Почему же мы такими зверьми бываем и не стыдимся? А про грехи и душу тогда только вспоминаем, когда собственная жизнь на волоске висит? Не стукнули б дидой в бок, никогда не припомнилась бы та Коложа. Там все казалось понятным и правильным. Великий князь приказал, значит, так и должно быть, он лучше знает, он перед богом ответчик. Да и как простой вояр может прекословить, если князья молчат, и священники молчат, словно не видят.

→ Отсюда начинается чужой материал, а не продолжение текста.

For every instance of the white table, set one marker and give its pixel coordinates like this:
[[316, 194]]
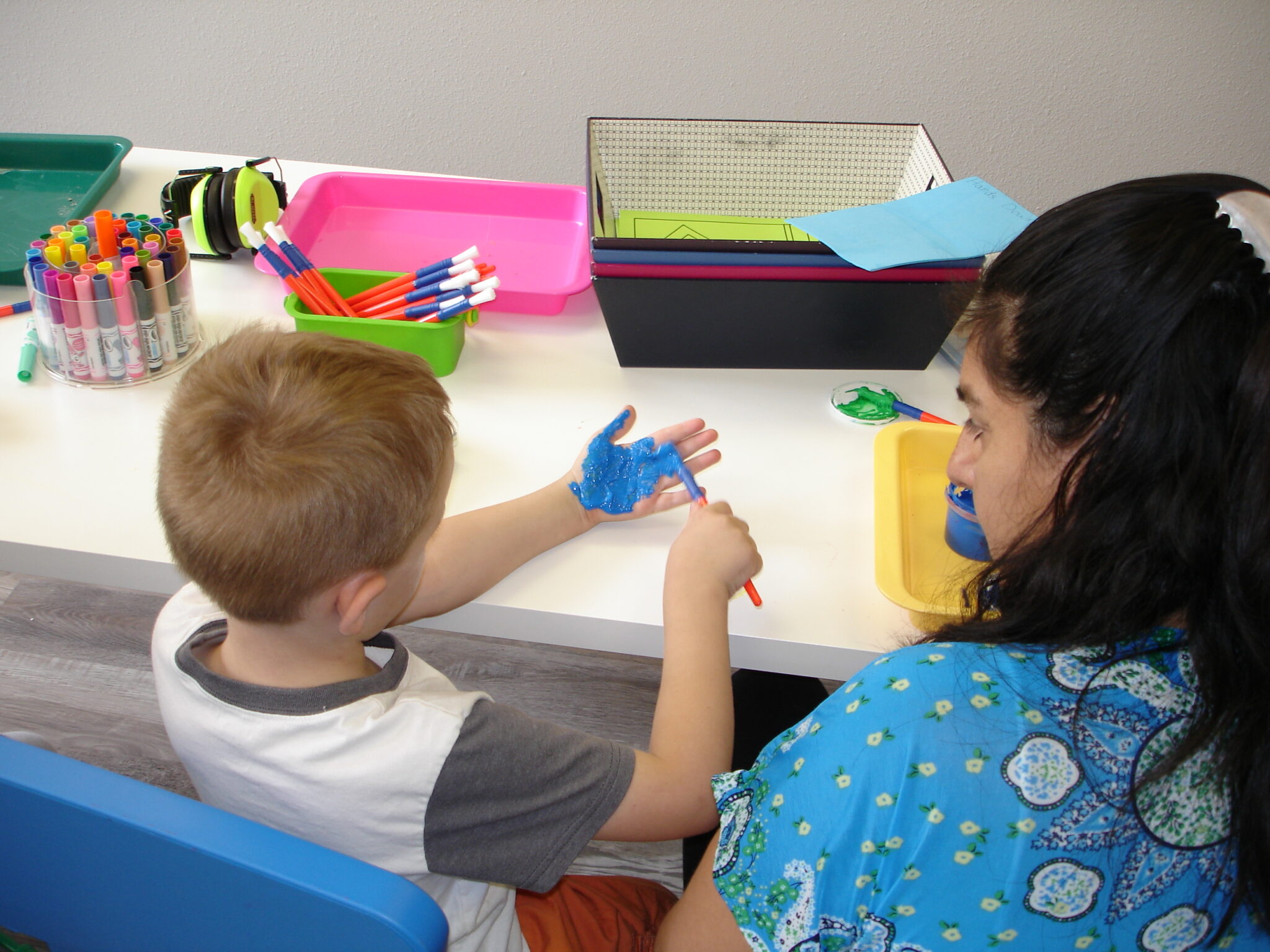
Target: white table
[[79, 470]]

Заговор какой-то между людьми на злые поступки. Может, и шевелится совесть, да никто не пускает ее в рост; наоборот, душит ее и черное дело старательно исполняет. Как собаки, думал Мишка, за мясную кость. Вычистили от людей Коложу, князь сказал: «Молодцы, хлопцы!», все сразу улыбками расцвели и готовы другой любой город огнем пройти. Еще и собачья надежда в душе: вдруг, если крепко потрудишься бизуном, заметят и награду дадут – коня позволят взять себе из чужой стайни, или в десятники повысят, или из десятников в сотники, если сотника убьют. А другому достаточно и похвального взгляда. А третий на друзей равняется. А кто таким злодейством набыл чужое имущество, очень рад, что свой двор обогатит. В церкви на иконах Христос в одной рубахе нарисован, веревкой перепоясан, деревянный крестик на груди. А у нас золотые. А кто не имеет, тот мечтает о золотом, и мечом ради него рубит, над душой человеческой издевается, как безумец... И Мишка утешал себя: «Но не своей же волей стал я горлорез. Чужая воля на грехи движет. Хоть бы однажды на святое дело подвигла, чтобы зло добром уравнять!»
И с этой думой он дожидался своего выздоровления.
БРЕСТСКИЙ ЗАМОК. СГОВОР
В полдень первого декабря великий князь Витовт на четвертой версте Люблинской дороги встречал короля Владислава Ягайлу. День выдался неудачный: небо, час назад еще ясное, вдруг обвалилось мокрым снегом; выведенные для ублажения королевской гордости знатные бояре и почетная хоругвь терялись за снежной завесой, словно их вовсе не было. Снегопад заслонял дорогу; текуны, говорившие о приближении королевского обоза, становились видимы лишь с двадцати шагов.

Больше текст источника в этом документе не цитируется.